Zamana uyum sağlamak için hünerli hayvanlar gibi oluruz sonunda; girdiğimiz ortama göre şekillenmeyi, bu kalemun gibi rengimizi değiştirmeyi, kertenkeleler gibi kuyruğumuzu kesip atmayı, kanat takmayı, sürüngenler gibi yerlerde sürünmeyi öğreniriz. Velhasıl kelam, zımpara gibi öğretir hayat, burnunu sürte sürte...
Zamanla değişmeye mahkumuzdur insan. Zamanla diretmek azalır, vazgeçmek artar. Konuşmak azalır, susmak artar. Kahkahalar azalır, hüzünler artar. Cahillik azalır, tecrübe ve bilgelik artar.
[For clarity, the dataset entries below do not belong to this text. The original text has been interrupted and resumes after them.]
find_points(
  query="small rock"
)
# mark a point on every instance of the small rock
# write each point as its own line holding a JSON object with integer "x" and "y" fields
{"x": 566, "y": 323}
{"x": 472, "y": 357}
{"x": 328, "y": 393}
O yüzdendir ki hep deriz ya, keşke şimdiki aklımızla gençliğimize dönebilsek… Çünkü orada zaman boldur, enerji çoktur ve umutlar hala denizler kadar büyüktür. Çocuk halimize dönemeyeceğimize göre; ara sıra olsa da hissetmek için, deliliğin sınırına varmak gerekir sanırım…
“İnsanlar yavaş yavaş inanmamayı, güvenmemeyi, sevmemeyi ve kronik şüpheci olmayı öğrenir. Bu gerçekleştiğinde artık ne yazık ki çok geçtir. İnsanların “tecrübe” dediği şey budur. Kalbiyle bağlantısını kesmiş bir insana “tecrübeli” denilir.” Sigmund Freud
Hayatın içindeki bu karmaşık ilişkiler, duygular ve zamanla değişen algılar, her birimizin yaşam deneyimleriyle şekilleniyor. Her anın, her yaşın, her duygunun değerini bilmek, zamanın kıymetini anlamak için belki de zamanın bize sunduğu en büyük derslerden biridir. Zamanın eliyle şekillenen hayatımızda, kendi değerlerimizi, isteklerimizi ve gerçek arzularımızı unutmamak, zamanın akışına kapılmadan, kendi içimizdeki dengeyi bulmak önemlidir.